If 2020 was the year of the pivot then 2021 is the year for rebuilding, resetting and growth. We’ve put together our top 7 tips to help with your retail businesses rebuild.
1. Triage your bricks and mortar store
Take stock of the current landscape. What are your competitors doing? What are you doing differently to 2020 and years prior? Are there any opportunities you could be capitalising on?
By forecasting scenarios you can make an assessment of your businesses sustainability in challenging times. Although no retailer wants to promote a competitor, in the case of supply chain shortages you may need to collaborate to share delivery costs and keep operating.
2. Have a crisis management plan in place
After facing an unprecedented year, business owners are now very familiar with having to pivot in unfamiliar times. Now that you’ve triaged your store and identified your current landscape you can create a crisis management plan to prepare for times of distress.
A key part of your crisis management would be to take a Control Tower approach, also known as a Single Source of Truth that contains all relevant information to help you make effective decisions fast.
Accept that a fresh outbreak or third wave could have impacts on supply constraints, decline in consumer confidence and potential staff shortages. With your complete crisis management plan in hand, your business will be in the best position to weather fresh challenges.
3. Deliver on digital offerings
Customers demand for digital shopping and home delivery or contactless pickup exploded throughout 2020. Now that customers have tasted digital and on-demand services they are unlikely to turn back.
Ensure your systems can handle a large spike in traffic, optimise your online offerings and ensure your delivery chain is as seamless and contactless as possible. Have you implemented click-and-collect? How can you ensure it’s a quick and seamless process for your customers. Help them capitalise on convenience and keep them coming back.
4. Reward loyalty
Your customers have spent their money supporting your store in a time where there are multiple options available and customers are perhaps more discerning with their funds. Reward your customers with special offers, thank yous, limited specials and a points system just for your members.
People will reflect back on lockdown and will remember how they were treated. Your customer service will be a consideration for savvy shoppers. Connect to your customer base and give them added value to ensure they keep coming back to your business.
5. Adopt an agile mindset
Agile is a fundamental change to how your business is currently working. This mindset change needs to come from the top. By being an Agile retailer you can serve your customers better and be better able to complete with emerging eCommerce brands.
Agile starts with seeking customer feedback, rapidly generating actions from the feedback, testing and then repeating the cycle. Agile allows processes to change quickly and deliver value faster.
6. Combine the online and in-store marketing spend
Google and Facebook now track in store visits as well as time spent on your eCommerce store or website. By combining your marketing spend to encompass digital and bricks and mortar, you can continue to work towards provable in-store conversion from your ads.
From an in-store customer, who then gets online, you can push your customer back in store through remarketing, email or pushing the hyperlocal in person experience.
7. Be a force for good
People have faced immeasurable and widespread challenges this year, both economically and and personally.
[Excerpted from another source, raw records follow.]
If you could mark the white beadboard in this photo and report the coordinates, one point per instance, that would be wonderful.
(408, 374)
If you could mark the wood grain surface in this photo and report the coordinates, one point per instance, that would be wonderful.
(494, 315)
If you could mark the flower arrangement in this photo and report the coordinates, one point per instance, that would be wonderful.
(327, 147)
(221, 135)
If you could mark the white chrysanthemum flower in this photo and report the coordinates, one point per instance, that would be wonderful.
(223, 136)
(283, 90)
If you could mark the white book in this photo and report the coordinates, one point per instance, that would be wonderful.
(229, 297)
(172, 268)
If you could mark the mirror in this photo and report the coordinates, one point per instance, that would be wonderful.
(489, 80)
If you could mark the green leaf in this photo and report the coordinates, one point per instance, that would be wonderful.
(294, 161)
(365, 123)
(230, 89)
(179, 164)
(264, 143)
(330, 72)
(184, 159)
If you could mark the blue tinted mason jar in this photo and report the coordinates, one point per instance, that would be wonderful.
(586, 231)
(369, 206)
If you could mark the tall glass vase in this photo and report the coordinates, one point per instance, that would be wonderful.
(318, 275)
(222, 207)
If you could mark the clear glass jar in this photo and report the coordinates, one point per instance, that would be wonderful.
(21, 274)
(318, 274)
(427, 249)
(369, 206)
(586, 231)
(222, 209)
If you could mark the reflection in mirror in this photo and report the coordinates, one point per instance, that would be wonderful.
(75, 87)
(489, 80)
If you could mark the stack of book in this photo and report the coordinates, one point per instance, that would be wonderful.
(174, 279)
Retailers are an important part of their customers lives and are where customers turn for the goods they need. Be a positive force in reassuring customers and the community.
Retailers have an opportunity to make small process changes to benefit the larger community. Perhaps it is placing limits on the number of products that are in high demand or short supply, or going the extra mile for customers with home delivery. Customers remember the retailers and businesses that were there for them during lockdown and will be keen to come back and support local businesses in 2021.